You may think that as soon as the hacker doesn’t understand the implementation, you are safe. This is called “security by obscurity” and it doesn’t work. Your software should be secure even if the attacker know every detail about it. This means, your software should be secure even against you.
Let the security experts develop new ways of securing your software and only use algorithms approved by them and in a way approved by them.
Most of the times vulnerabilities are in the implementation
It’s not only about using certified algorithms. You need to use them in a certified way. Most of the times, algorithms work perfectly, but the way they are implemented, creates a vulnerability.
Recently, we all heard about the Heartbleed bug. Bottom line: There is nothing wrong with the TLS Protocol. This bug was caused by an error of implementation. A developer forgot to verify an user input, and the attacker could exploit this and steal data by overflowing a variable.
Always treat user input as unsafe and do all kind of verification. Take special care when dealing with cryptography and confidential data.
Security should be simple
Complex coding leads to implementation errors. Implementation errors lead to vulnerabilities. Security should be clean and clear.
When implementing a security feature, only add what is necessary and nothing else. When reading your code, you should be able to easily understand every bit of it.
Security is something that every developer should care. It doesn’t matter if your software is never going to be mainstream. Always take precautions.

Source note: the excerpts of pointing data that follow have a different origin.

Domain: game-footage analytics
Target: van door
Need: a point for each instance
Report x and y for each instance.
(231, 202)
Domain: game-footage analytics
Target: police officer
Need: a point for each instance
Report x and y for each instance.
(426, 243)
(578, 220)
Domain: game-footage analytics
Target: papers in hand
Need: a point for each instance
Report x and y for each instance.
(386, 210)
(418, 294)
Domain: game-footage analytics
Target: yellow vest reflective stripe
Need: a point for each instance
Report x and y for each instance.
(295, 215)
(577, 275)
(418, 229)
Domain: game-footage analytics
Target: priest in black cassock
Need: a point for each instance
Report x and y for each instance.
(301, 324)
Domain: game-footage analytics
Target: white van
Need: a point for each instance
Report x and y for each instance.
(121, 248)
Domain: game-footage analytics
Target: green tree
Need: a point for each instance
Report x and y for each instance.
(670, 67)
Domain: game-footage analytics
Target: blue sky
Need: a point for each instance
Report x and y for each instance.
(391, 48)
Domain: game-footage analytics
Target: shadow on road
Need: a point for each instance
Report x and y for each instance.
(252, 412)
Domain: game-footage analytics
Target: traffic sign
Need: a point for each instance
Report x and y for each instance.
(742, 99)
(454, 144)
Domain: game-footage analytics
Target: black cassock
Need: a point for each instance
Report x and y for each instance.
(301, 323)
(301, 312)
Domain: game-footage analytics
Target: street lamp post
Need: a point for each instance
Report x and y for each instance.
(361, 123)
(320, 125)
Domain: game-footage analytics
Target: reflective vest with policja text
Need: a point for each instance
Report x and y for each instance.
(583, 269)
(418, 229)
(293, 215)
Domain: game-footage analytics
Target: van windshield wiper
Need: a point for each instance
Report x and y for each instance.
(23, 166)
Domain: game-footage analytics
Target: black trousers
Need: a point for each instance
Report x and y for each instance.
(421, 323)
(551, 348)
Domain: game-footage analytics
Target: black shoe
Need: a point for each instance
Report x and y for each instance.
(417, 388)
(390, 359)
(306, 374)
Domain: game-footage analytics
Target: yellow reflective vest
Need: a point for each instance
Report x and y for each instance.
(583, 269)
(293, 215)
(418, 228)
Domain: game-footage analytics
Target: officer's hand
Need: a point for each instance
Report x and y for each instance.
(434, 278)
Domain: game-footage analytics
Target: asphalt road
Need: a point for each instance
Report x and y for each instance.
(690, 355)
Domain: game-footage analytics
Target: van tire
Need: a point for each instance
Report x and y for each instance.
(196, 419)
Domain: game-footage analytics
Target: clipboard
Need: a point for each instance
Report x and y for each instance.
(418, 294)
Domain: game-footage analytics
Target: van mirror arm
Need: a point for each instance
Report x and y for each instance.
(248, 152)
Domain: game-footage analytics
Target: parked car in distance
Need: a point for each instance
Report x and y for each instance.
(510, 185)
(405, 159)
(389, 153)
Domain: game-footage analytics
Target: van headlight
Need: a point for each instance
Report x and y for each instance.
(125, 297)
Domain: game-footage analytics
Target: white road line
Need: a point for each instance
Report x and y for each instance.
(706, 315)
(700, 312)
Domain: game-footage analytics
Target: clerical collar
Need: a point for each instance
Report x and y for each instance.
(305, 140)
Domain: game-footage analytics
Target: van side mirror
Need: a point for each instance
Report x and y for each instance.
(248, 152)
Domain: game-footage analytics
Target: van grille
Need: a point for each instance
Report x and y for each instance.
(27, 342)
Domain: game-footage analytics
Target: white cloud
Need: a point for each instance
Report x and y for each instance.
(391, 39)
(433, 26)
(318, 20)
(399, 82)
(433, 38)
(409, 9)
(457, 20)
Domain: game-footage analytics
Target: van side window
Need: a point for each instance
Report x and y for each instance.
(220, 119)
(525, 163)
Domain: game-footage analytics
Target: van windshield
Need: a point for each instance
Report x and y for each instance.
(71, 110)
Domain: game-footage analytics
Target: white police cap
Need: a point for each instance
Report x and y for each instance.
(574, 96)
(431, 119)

To understand what should and should not be done, invest a little bit of your time studying security. If you have doubts about some implementation, there are tons of materials in the internet. After a while, you will develop a “sense of danger”. You will understand when you are writing a code that could open vulnerabilities and will then proceed with caution.
In the end you will see that if you follow good development practices, you can greatly reduce the chances of being hacked.